Experts Urge Parents to Check Hot Cars for Kids

With more triple-digit temperatures in the forecast, injury prevention specialists at Children's Health in Dallas are warning parents to be careful and not leave children inside hot cars.

"The sun really isn't a factor in it being so hot in a car," said Jamie Pelletier, injury prevention specialist at Children's Health. "It's definitely going to contribute to making it more hot, but even at nighttime the car can still be dangerously hot."

With the outside temperature at 100 degrees, a thermometer placed inside a car hit 117 degrees in just 10 minutes Monday.

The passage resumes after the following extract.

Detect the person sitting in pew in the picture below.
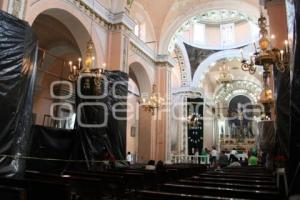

"Children can't regulate their body temperature the same way an adult does," said Pelletier. "So even minutes in a car can be deadly for a child."

She recommends that parents leave something in the back seat to remind them a child is in the car.

"What I always like to tell parents is that you need to leave something in the vehicle that is absolutely necessary for you to have when you exit the vehicle," said Pelletier. "Just something that you cannot leave the car without so that you have to check in the backseat for that item."

A new car seat by Evenflo, sold at Walmart, sounds an alarm if a child is left inside a car after it has been turned off.

On Monday, a North Texas father was charged with abandoning a child in imminent danger after his 2-year-old daughter died earlier this month after being trapped in a hot car.

Hamuda Raufu, 40, told police he and his family returned home on July 17 and took a nap after a long day at Fair Park, believing all of the children had exited the vehicle. Raufu said after he woke up, he went outside to work on his car when he noticed his daughter, Sekinat Nariyah Raufu, still strapped into her car seat.

She was pronounced deceased a short time later at the hospital.